Depuis septembre 2004, près de 1 200 binômes se sont ainsi formés. Deux formules de colocations sont possibles : soit le sénior offre une chambre contre le partage des tâches quotidiennes et un minimum de présence, soit l’étudiant peut être logé contre une participation financière. Un premier entretien permet de fixer les conditions de la cohabitation : heures de présence, tâches quotidiennes, montant du loyer éventuel, etc. Suivant les profils des candidats, l’association se charge d’organiser les rencontres. Si le charme opère, après la signature d’une convention d’habitation, l’étudiant peut s’installer.
Le Parisolidaire enregistre depuis près de deux ans une baisse du nombre des adhérents seniors, « nous souffrons de la concurrence, car l’idée est tendance et beaucoup de structures proposent maintenant ce type de service aux personnes âgées. Il y a un grand vide juridique autour de ce mode de cohabitation, cela peut conduire à des abus. En aucun cas l’étudiant ne doit devenir aide à domicile ». Comme le rappelle la présidente, « ce que notre association propose contre des frais d’adhésion annuels, ce sont avant tout un accompagnement et un encadrement sérieux des projets de vie entre générations. Nous n’avons pas de visées mercantiles, nous sommes reconnus d’utilité publique ».
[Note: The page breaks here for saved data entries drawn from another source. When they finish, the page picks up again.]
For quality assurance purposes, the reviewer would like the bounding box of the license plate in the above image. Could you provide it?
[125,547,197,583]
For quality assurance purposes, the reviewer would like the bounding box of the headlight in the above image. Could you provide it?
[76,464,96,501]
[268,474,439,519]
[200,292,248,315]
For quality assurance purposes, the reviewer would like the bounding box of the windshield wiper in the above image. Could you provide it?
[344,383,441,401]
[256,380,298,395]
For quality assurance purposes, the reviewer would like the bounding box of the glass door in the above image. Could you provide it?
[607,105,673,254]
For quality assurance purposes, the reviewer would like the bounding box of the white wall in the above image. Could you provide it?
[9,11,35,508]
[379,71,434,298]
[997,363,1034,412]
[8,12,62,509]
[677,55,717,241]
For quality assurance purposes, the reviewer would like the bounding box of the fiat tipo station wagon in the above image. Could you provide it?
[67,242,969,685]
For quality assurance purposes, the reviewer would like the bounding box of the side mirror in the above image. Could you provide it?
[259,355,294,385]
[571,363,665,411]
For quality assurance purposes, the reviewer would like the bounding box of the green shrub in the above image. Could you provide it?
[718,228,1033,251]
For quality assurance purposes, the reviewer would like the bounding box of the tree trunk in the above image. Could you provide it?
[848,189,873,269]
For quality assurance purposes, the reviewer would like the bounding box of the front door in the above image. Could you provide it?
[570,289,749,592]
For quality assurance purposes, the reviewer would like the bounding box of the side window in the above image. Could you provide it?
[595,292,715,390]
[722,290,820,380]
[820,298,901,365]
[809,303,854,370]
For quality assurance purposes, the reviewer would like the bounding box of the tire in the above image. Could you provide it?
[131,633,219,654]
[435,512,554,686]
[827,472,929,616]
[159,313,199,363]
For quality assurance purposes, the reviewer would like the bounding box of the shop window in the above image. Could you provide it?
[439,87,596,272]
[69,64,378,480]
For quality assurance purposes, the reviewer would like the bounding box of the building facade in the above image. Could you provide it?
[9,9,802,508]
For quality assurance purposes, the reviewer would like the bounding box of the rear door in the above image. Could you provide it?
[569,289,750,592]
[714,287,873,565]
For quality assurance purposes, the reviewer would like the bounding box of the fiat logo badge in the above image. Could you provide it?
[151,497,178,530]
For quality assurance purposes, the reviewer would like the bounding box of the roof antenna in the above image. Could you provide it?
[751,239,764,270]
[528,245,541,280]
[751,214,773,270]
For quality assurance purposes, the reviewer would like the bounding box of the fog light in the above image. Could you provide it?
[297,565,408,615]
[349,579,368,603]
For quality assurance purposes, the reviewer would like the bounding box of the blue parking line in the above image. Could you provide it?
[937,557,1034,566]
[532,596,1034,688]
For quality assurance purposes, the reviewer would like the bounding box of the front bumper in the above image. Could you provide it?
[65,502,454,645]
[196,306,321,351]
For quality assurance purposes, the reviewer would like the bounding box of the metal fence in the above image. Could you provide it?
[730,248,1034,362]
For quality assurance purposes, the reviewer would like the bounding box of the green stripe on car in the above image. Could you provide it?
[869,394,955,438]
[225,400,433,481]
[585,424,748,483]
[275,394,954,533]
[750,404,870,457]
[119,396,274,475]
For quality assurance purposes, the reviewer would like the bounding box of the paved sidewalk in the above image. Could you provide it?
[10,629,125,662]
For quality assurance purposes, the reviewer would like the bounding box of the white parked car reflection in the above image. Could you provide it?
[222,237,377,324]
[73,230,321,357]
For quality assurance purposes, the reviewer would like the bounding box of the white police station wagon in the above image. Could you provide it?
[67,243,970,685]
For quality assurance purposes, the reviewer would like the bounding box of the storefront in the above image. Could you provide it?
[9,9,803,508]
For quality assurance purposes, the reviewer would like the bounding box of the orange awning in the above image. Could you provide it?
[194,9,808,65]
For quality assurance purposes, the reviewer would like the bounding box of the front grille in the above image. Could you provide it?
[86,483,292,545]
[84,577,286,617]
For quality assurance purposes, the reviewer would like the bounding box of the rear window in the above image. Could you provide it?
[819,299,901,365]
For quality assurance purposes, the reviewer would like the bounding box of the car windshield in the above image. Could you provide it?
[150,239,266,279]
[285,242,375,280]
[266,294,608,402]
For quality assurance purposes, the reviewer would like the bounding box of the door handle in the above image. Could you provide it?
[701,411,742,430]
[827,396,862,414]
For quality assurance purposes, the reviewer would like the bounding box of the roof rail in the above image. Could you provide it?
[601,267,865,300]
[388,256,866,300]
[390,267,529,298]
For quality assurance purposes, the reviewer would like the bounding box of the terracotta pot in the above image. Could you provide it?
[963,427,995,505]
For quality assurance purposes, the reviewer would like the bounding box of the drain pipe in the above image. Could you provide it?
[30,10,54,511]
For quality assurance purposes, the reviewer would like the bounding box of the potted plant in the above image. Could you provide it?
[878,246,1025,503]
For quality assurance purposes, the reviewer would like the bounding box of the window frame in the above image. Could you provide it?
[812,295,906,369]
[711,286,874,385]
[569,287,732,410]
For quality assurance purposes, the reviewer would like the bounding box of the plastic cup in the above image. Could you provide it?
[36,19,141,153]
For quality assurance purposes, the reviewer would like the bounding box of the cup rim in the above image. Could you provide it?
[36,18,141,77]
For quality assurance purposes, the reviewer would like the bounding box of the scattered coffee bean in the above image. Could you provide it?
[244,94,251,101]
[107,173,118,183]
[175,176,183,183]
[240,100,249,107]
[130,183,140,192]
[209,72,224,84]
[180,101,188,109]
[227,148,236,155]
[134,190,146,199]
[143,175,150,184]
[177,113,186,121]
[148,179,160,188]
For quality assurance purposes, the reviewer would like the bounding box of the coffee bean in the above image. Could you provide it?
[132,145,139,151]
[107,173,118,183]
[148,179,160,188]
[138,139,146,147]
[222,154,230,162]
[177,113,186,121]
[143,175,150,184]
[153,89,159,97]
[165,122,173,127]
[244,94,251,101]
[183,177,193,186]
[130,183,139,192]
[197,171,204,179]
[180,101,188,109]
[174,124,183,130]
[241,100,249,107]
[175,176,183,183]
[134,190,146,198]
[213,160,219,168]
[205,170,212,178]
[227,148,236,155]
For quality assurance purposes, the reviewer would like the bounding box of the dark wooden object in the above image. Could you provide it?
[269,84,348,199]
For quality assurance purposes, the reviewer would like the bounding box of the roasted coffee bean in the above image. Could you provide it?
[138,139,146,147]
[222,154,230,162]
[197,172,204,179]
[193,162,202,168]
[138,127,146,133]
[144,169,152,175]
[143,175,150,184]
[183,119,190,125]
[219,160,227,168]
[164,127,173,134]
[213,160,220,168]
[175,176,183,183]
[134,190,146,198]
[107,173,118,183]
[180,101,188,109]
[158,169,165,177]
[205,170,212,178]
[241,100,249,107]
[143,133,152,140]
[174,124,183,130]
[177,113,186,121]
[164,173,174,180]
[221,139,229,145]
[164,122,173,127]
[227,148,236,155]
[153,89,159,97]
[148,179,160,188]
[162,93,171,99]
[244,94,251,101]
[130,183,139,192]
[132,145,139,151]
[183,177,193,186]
Mais l’association doit aussi faire face au caractère précaire de ce type de colocations : les accueillants ont en moyenne 80 ans, et certaines cohabitations prennent fin plus tôt que prévu, « il y a des vagues de décès, des hospitalisations et des départs en maisons de retraite, mais nous enregistrons quand même 90 % de réussite à l’habitat ». Quoi qu’il en soit, vivre au quotidien avec une personne âgée ne convient pas à n’importe qui : « il faut avoir envie de partager, ne pas avoir peur de la maladie, être prêt à supporter le caractère stressant de certaines situations ». Avec la crise du logement, Aude Messéan explique que les candidats étudiants sont devenus plus nombreux que les accueillants séniors, « mais il faut qu’ils gardent en tête que l’objectif premier est la solidarité. Vivre avec une personne âgée, c’est respecter certaines règles de vie et engagements. Et nous demandons la même chose aux adhérents seniors ».
Par ailleurs, l’association s’engage aussi à trouver une solution de logement à tous leurs étudiants adhérents en cas d’interruption de la colocation.